How do we deal with Markov Decision Process solution with continuous state space?

Let there be a value function parameterized on \(\theta\):

\begin{equation} U_{\theta}(s) \end{equation}

Let us find the value-function policy of this utility:

\begin{equation} \pi(s) = \arg\max_{a} \qty(R(s,a) + \gamma \sum_{s’}^{} T(s’|s,a) U_{\theta}(s’)) \end{equation}

We now create a finite sampling of our state space, which maybe infinitely large (for instance, continuous):

\begin{equation} S \in \mathcal{S} \end{equation}

where, \(S\) is a set of discrete states \(\{s_1, \dots, s_{m}\}\).

Now, what next?

## generally:

Loop until convergence:

- Initialize \(u_{\theta}\)
- For all \(s_{i} \in S\), let \(u_{i} = \max_{a} R(s,a) + \gamma \sum_{s’}^{}T(s’|s,a) u_{\theta}(s’)\), the utility at those discrete state samples \(s_{i}\)
- Then, fit a \(\theta\) so that \(U_{\theta}(s_{i})\) is close to \(u_{i}\)

**to get \(T\)**: get a finite sampling of next states, or fit a function to it.

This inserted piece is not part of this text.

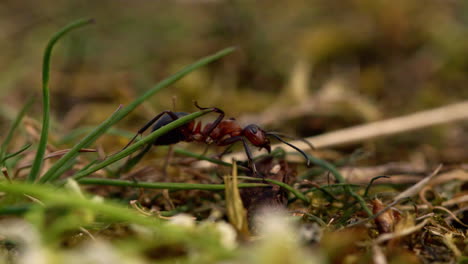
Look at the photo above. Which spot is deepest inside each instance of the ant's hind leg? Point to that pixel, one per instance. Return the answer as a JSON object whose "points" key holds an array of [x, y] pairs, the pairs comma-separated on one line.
{"points": [[215, 123]]}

BUT: **Convergence is not guaranteed.**

There are two main specific approaches to achieve this:

## global approximation

- linreg a best-fit line of state value vs. utility value
- polynomial fit a best-fit line, whereby \(U_{\theta}(s) = \theta^{T}\beta(s)\), where each \(\beta_{j}(s)=s^{j-1}\).

- a frigin neural network (train a model with parameters \(\theta\) which produces the utility calculations for you \(M_{\theta}(s) = U_{\theta}(s)\))

## local approximation

- make a sampling in your continuous state space to discretized it
- do any utility function thing you’d like (policy evaluation or value iteration) to get some set of \(\theta_{i}\), which is the utility for being in each sampled discrete state \(s_{i}\)
- whenever you need to calculate \(U(s)\) of a particular state…
- linearly interpolate
- k nearest neighbor
- kernel smoothing